Burdel w sektorze bankowym to akurat jest. A dobry nadzór finansowy to podstawa. Gdyby działali dobrze, to na polskim rynku bankowym byłby porządek a nie dziki zachód, jak jest obecnie. KNF jest fatalnym nadzorem, fatalnie prowadzonym i z procedurami dziurawymi jak sito. To, jakie dzieją się przekręty na rynku bankowym, to się w pale nie mieści. Wychodzą tylko najbardziej hardkorowe kwiatki, których po prostu nie da się przegapić. Ciekaw jestem, co by się stało, gdyby przeprowadzili jeden, konkretny audyt. Widziałem, jak to działa w bankach i domach brokerskich. Kretyni z KNF snują się, w sumie nie wiedząc, o co biega, nie zaglądają "do kuchni", gdzie się naprawdę dzieje.

KlinikaAborcyjna napisał/a:

I tak np KNF nałożył na PKOBP karę w 2008 za robienie klientów w ch*ja podając oprocentowanie lokat na poziomie 10 % za cały 18 miesięczny okres lokaty , gdzie klienci myśleli że jest to za rok .
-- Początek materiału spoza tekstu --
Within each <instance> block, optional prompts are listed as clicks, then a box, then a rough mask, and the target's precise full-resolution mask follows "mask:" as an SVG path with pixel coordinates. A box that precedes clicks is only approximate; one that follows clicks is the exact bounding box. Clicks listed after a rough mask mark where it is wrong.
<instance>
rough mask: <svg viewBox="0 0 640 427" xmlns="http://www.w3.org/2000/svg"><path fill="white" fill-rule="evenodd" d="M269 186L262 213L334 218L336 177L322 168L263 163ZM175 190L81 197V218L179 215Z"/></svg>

To jest akurat pierdoła. PKO robi gorsze rzeczy.

KlinikaAborcyjna napisał/a:

Nie ma takiej opcji , bank nie mógłby z tego powodu wypowiedzieć umowy kredytu . W umowie jest jasno sprecyzowanie co musi się zadziać aby można było spowodować wypowiedzenie umowy kredytu .
Jeśli bank zaczyna bankrutować to wkracza BFG i doprowadza do przejecia przez inny bank (w skrócie)
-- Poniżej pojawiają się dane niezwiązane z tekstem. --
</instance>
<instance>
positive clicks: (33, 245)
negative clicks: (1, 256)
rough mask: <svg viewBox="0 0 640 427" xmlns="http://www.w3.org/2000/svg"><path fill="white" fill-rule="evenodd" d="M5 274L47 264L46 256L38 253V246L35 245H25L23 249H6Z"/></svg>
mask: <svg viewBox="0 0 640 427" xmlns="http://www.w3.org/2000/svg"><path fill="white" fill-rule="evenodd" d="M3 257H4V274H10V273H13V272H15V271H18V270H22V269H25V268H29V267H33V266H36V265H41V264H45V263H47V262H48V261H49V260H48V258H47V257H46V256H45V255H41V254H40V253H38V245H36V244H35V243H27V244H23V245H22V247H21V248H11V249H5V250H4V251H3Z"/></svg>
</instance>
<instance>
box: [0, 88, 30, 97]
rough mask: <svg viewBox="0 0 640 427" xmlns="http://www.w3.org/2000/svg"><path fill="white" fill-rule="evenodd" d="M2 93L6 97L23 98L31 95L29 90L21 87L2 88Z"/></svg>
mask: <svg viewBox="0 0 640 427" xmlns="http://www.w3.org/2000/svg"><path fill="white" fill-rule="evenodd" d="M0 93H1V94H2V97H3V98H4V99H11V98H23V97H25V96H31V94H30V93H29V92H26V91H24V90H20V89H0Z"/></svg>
W skrócie zgodnie z umową kredytową bank może ją wypowiedzieć w każdej sekundzie, wykorzystać od ręki BTE i zwindykować klienta w ciągu miesiąca do gołych jaj. Tak to działa w praktyce. A potem możesz się sądzić i może kiedyś ci coś oddadzą. Polecam casus stokrotki.

A co do zabezpieczeń... Mój znajomy zainwestował pieniądze kolegi (milion złotych) w niemieckim, w pełni regulowanym i notyfikowanym w Polsce w KNF podmiocie inwestycyjnym. Okazał się ów podmiot być akuratnie piramidą finansową. Nic nowego. Wywalili się na zęby w 2009 roku. Znajomy jeszcze nie zobaczył ani złotówki. Tak mu fundusze gwarancyjne oddały hajs. Według jego prawnika realne szanse na zobaczenie pierwszej transzy zwrotu ma w 2018 roku.
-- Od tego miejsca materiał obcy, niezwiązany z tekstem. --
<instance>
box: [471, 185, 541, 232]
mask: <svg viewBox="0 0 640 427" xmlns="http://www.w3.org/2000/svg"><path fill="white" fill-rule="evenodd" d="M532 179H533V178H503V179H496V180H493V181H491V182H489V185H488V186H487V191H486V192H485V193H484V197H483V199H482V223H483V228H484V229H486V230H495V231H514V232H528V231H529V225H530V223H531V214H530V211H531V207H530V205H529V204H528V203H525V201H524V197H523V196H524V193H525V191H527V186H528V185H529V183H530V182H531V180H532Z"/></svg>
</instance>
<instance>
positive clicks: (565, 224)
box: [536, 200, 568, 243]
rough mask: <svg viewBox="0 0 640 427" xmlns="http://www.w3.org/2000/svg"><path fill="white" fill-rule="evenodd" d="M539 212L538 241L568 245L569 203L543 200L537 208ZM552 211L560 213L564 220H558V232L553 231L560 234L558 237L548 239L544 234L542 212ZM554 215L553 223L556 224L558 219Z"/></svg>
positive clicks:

Każdy klient powinien sam weryfikować instytucję finansową, której powierza środki. KNF oczywiście powinien nadzorować wszystkie podmioty działające na rynku, ale nie wyobrażam sobie, żeby ogół obywateli odpowiadał za depozyty niewielkiej części z nich.

ticorr napisał/a:

Przez takie właśnie twoje myślenie powstają później takie kwiatki, jak "too big to fail" i zaraza przechodzi z banków na firmy, korporacje i państwowe zakłady - okradając wszystkich jak leci, zamiast tylko samych "zainteresowanych".



Ale ja się akurat zgadzam z Tobą w całej rozciągłości. Klienci banku powinni kryć jego straty, właściciele powinni odpowiadać majątkiem, a bank, który się wywali, powinien być przejmowany przez państwo, zwrócić dług i potem zostać sprywatyzowany. Tyle w temacie.